When planning a trip, the last thing you want to forget is your identification, not just your boarding pass. But you might be wondering – “What ID do i need to fly domestic?” or “Can I use X ID to fly?” Bringing the right form of ID to the airport ensures you don't miss your plane and that you get through the TSA security checkpoints with minimum fuss. The Transportation Security Administration issues a detailed list of the allowed forms of identification and ID requirements depending on where you are traveling to, your age and your U.S. residency status. Here are some common FAQs about compliant cards and real ID enforcement so you can get through TSA precheck and check-in without any hassle.
State Issued ID
State identification cards include driver's licenses from the department of motor vehicles, state photo IDs or enhanced driver's licenses. These acceptable forms of identification must include a photograph, have your date of birth, and be current. All states issue identification that is compliant with federal security protocol for air travel. These forms of identification are sufficient for domestic flights, not global entry. Canadian provincial driver's licenses are also allowed identification for travel within the U.S. although you might need additional screening at airport security.
A U.S. passport or foreign passport is necessary for traveling abroad. It must be current and contain a photograph of the passport holder. Both adults and children must have a passport to travel abroad. A government-issued passport card is not necessary for travel within the U.S. for foreign travelers if they have a permanent resident alien card. Although it is only necessary for international travel, you can also use a passport for travel within the U.S. if you don't have other forms of ID available.
Immigration documents and identification cards are allowed for both international and national air travel. Allowed identification documents include resident alien cards, border crossing cards, permanent resident cards, and passports from a foreign country. Other ID options are DHS travel documents, an ADIT stamp or an emergency travel document issued by a U.S. or foreign consulate for emergency travel reasons.
Other Forms of ID
Certain forms of ID are allowed depending on the background of the traveler.
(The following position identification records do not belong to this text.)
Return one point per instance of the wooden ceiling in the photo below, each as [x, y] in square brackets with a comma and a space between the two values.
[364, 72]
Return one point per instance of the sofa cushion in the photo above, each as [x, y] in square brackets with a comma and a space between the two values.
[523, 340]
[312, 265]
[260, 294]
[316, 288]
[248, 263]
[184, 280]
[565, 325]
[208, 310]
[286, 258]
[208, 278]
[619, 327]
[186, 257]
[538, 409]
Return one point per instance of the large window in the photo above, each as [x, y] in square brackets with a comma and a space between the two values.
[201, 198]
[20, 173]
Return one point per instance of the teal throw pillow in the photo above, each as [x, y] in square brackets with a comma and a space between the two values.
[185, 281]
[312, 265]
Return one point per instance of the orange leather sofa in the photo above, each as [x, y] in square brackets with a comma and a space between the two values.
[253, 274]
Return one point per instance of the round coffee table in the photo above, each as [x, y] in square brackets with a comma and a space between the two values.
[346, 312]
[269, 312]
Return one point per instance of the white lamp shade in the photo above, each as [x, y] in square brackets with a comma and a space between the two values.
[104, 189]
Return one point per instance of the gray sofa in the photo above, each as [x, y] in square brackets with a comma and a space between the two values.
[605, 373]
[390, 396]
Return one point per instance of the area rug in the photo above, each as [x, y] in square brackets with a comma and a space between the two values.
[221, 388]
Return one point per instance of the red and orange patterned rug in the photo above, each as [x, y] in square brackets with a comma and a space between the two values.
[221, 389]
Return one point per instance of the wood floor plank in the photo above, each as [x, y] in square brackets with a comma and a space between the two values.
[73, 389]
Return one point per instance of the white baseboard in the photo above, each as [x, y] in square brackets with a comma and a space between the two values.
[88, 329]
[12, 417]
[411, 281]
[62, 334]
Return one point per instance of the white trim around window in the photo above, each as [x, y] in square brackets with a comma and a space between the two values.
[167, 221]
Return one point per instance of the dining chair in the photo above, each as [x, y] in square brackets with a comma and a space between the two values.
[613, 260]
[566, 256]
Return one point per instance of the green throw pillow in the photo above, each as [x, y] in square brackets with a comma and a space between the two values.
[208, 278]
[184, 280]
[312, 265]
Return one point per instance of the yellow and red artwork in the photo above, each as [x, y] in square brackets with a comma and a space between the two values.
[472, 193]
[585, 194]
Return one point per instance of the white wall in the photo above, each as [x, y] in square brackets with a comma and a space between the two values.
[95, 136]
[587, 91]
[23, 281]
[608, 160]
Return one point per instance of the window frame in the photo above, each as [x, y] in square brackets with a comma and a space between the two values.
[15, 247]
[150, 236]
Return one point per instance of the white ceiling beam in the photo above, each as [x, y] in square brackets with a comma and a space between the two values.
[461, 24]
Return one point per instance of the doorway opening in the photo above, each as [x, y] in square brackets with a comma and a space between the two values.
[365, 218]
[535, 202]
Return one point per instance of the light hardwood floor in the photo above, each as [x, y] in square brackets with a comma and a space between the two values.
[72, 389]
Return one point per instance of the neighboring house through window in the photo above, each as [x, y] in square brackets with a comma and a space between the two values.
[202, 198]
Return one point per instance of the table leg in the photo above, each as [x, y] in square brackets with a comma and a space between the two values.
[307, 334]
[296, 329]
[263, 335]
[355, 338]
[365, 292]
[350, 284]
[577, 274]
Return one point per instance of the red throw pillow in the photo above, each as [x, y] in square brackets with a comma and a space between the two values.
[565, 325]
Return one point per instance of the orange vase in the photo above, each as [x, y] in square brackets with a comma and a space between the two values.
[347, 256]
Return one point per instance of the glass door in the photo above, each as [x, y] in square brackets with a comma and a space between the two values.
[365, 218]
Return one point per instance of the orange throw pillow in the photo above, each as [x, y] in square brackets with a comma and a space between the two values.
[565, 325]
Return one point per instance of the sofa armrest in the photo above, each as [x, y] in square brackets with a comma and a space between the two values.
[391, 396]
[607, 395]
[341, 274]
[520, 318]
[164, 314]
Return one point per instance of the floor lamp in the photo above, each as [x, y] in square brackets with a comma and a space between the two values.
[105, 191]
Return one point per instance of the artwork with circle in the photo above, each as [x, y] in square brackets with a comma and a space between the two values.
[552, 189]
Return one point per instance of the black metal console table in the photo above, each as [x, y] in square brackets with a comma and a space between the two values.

A current military id or merchant mariner ID card is allowed for both U.S. and foreign travel. A NEXUS card, issued by Canadian or U.S. border authorities, allows Canadian and U.S. travelers passage between those two countries only. Native American tribal IDs can be used instead of state issued IDs for U.S. travel.
All international flights require a valid passport or other acceptable form of id, regardless of the age of the traveler. minors do not require photo identification when traveling with an adult guardian, although it's advised they still carry some form. Teens 15 to 17 do require identification for traveling alone. A school ID, library card, Social Security card, birth certificate, state driver’s license, or an organization ID all suffice, as do the allowed identification forms for an adult, such as a state ID. Children younger than 14 do not require identification when traveling alone.
The Transportation Security Administration oversees the photo identification requirements for all travel within the United States and territories. Although airline passengers under age 18 are not required to present a photo ID when flying, all adults must present an acceptable form of identification before passing through the TSA screening checkpoint and being allowed to board their aircraft.
Acceptable Forms of Identification
All travelers flying on a domestic flight must present a photo ID issued at the state or federal level, such as a state driver's license that meets Real ID requirements, military ID or the United States passport. In addition to these commonly used forms of identification, passport cards, trusted traveler cards (such as the NEXUS, SENTRI and FAST cards issued by the Department of Homeland Security), border-crossing cards, Native American tribal ID cards, airline or airport photo ID cards issued in compliance with TSA regulations and transportation worker ID credentials also are acceptable forms of identification.
The name on the airline ticket must match the name on the photo ID presented at the TSA airport checkpoint. Travelers who have had a name change since purchasing an airline ticket and do not have a valid photo ID that matches the name listed on the ticket must bring proof of the name change, such as a marriage certificate or a documentation of a court-ordered name change, to the airport along with photo identification.
Lost or Forgotten ID
A lost or forgotten photo ID does not mean that a passenger will be unable to board his flight. The TSA allows passengers arriving at the security checkpoint without appropriate identification to still pass through the checkpoint, as long as they can provide personal information that can be matched with that found in public databases. However, these travelers may be required to undergo additional screening. In the event that a passenger's identity cannot be verified, he will be unable to pass through the screening area.
International visitors and American residents who do not hold United States citizenship are still required to present a government-issued photo ID to TSA agents at the airport. A passport issued by a foreign government is an acceptable form of identification for all visitors to the U.S. Foreign citizens who have a form of photo ID issued by the U.S. government, such as a permanent resident card, may present their American ID in lieu of a passport.